### Imports

In [4]:
import re
from pathlib import Path
from tqdm import tqdm

### Directories

In [5]:
raw_dir = Path("../data/raw")
cleaned_dir = Path("../data/cleaned")
cleaned_dir.mkdir(parents=True, exist_ok=True)

### Text Cleaning

In [6]:
# iterate through each raw text file in ../data/raw
for file_path in tqdm(sorted(raw_dir.glob("*_raw.txt")), desc="Cleaning Text Files"):
    lang = file_path.stem.replace("_raw", "")
    cleaned_path = cleaned_dir / f"{lang}_cleaned.txt"

    # read raw text
    with open(file_path, "r", encoding="utf-8") as f:
        text = f.read()

    # step 1: convert all to lowercase
    text = text.lower()

    # step 2: remove numbers
    # note: we can do this naively and not worry about whether this removes numbers other 
    # than verse numbers, such as numbers incorporated in the verses itself because
    # the main goal is to clean the text for language similarity analysis wherein
    # we will use ngrams and such, so we don't want numbers at all
    text = re.sub(r"\d+", " ", text)

    # step 3: remove punctuation and special characters
    text = re.sub(r"[^a-z\s]", " ", text)

    # step 4: normalize whitespace
    # note: in the processing of the raw text, we already do this but just to be sure
    # we run it again here
    text = re.sub(r"\s+", " ", text).strip()

    # write the cleaned file to ../data/cleaned
    with open(cleaned_path, "w", encoding="utf-8") as f:
        f.write(text)

    # summary
    word_count = len(text.split())
    print(f"{lang:<12} → {word_count:>8,} cleaned words")

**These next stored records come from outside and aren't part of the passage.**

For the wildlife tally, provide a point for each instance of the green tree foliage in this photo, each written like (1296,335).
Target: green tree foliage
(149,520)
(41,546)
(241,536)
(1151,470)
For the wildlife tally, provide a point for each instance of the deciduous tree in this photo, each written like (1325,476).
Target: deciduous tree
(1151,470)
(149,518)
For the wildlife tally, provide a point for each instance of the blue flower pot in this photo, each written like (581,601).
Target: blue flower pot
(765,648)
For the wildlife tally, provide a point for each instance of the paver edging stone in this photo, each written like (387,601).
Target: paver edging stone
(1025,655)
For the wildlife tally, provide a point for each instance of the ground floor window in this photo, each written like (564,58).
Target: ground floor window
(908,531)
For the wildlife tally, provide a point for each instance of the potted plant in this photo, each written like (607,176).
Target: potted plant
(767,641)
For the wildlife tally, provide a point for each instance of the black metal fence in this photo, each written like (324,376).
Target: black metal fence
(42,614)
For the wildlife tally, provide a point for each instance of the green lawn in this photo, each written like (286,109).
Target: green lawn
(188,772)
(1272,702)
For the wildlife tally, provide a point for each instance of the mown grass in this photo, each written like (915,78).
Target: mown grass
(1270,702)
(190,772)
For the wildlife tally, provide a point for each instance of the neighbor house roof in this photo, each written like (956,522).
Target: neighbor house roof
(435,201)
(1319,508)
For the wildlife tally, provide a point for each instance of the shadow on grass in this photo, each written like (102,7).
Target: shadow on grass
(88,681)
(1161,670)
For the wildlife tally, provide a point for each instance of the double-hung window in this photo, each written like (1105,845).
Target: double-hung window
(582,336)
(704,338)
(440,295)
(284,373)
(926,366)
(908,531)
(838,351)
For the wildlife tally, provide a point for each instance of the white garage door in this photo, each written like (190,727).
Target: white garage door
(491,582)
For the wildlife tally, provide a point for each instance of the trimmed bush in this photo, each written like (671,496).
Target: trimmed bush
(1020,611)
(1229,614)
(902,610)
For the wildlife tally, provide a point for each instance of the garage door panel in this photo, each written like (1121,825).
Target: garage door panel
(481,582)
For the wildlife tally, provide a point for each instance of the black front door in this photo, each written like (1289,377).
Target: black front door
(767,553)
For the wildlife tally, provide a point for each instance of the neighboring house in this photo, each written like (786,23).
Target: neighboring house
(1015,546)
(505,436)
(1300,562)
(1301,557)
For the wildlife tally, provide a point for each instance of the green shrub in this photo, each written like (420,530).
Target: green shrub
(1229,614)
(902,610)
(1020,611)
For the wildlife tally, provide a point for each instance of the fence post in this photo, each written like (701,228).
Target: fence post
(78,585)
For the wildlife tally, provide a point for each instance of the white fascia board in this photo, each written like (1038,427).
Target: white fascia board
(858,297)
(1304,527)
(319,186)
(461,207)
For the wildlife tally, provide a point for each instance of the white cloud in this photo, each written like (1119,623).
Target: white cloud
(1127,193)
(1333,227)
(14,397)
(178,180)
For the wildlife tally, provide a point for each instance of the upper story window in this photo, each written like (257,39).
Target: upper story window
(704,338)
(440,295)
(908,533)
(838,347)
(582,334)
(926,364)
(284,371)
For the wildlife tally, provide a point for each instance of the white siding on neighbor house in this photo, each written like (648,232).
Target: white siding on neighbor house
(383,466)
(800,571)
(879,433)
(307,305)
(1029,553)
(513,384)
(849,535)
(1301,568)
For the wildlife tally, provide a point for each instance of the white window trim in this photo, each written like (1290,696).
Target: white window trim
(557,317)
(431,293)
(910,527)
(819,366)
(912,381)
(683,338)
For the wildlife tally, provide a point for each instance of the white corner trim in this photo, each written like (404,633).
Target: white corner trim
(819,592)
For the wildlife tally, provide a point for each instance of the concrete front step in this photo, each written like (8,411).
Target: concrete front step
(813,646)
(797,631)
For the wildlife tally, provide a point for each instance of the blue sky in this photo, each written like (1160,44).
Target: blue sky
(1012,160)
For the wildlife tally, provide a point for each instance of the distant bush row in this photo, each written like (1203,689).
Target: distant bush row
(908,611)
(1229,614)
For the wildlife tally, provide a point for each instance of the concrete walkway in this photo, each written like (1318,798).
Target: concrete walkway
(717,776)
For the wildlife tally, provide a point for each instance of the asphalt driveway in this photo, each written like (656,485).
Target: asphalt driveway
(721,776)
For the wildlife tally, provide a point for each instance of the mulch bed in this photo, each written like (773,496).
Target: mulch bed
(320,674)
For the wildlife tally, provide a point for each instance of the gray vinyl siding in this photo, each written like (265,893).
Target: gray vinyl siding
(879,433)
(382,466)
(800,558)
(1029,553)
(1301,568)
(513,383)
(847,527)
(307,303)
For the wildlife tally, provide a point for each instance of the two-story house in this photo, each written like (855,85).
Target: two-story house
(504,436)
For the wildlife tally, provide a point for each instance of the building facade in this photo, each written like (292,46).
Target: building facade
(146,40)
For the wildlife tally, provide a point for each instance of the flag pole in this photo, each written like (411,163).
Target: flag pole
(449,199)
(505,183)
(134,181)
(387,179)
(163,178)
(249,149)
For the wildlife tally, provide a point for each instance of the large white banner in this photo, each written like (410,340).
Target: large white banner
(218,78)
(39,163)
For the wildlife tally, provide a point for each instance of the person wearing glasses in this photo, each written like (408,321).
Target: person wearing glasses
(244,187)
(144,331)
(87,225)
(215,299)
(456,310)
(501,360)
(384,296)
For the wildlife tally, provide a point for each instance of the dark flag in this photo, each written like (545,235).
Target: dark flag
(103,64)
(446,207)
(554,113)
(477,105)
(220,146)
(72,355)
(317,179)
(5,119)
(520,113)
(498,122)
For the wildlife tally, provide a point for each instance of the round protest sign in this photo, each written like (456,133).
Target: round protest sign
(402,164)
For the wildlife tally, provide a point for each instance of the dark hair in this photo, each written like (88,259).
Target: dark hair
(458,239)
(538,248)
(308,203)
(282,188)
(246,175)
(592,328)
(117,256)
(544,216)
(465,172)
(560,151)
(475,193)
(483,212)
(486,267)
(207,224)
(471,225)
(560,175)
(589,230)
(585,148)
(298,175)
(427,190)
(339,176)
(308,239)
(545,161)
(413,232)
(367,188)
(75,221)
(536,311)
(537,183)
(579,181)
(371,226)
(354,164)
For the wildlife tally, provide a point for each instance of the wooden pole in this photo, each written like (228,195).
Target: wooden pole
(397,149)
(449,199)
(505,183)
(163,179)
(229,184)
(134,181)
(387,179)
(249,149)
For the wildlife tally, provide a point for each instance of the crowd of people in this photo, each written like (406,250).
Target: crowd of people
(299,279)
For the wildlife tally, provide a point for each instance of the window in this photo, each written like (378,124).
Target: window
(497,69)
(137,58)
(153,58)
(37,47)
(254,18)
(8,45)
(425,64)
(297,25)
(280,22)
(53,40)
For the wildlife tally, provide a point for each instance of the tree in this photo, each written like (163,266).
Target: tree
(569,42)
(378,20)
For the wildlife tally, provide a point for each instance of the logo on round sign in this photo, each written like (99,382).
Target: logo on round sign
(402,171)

print("\nCleaning complete. Files saved in '../data/cleaned/'.")

Cleaning Text Files:  19%|█▉        | 3/16 [00:00<00:01, 11.71it/s]

adasen       →   93,399 cleaned words
bikolano     →   62,269 cleaned words
cebuano      →   67,364 cleaned words
chavacano    →   94,664 cleaned words


Cleaning Text Files:  44%|████▍     | 7/16 [00:00<00:00, 13.69it/s]

english      →   64,130 cleaned words
ilokano      →   57,114 cleaned words
ilonggo      →   73,302 cleaned words
kinaray-a    →   76,518 cleaned words


Cleaning Text Files:  69%|██████▉   | 11/16 [00:00<00:00, 15.20it/s]

masbatenyo   →   70,459 cleaned words
paranan      →   79,391 cleaned words
romblomanon  →   74,130 cleaned words
spanish      →   63,962 cleaned words


Cleaning Text Files:  94%|█████████▍| 15/16 [00:01<00:00, 15.17it/s]

tagalog      →   66,053 cleaned words
tausug       →   93,645 cleaned words
waray        →   70,613 cleaned words
yami         →   83,153 cleaned words


Cleaning Text Files: 100%|██████████| 16/16 [00:01<00:00, 14.28it/s]


Cleaning complete. Files saved in '../data/cleaned/'.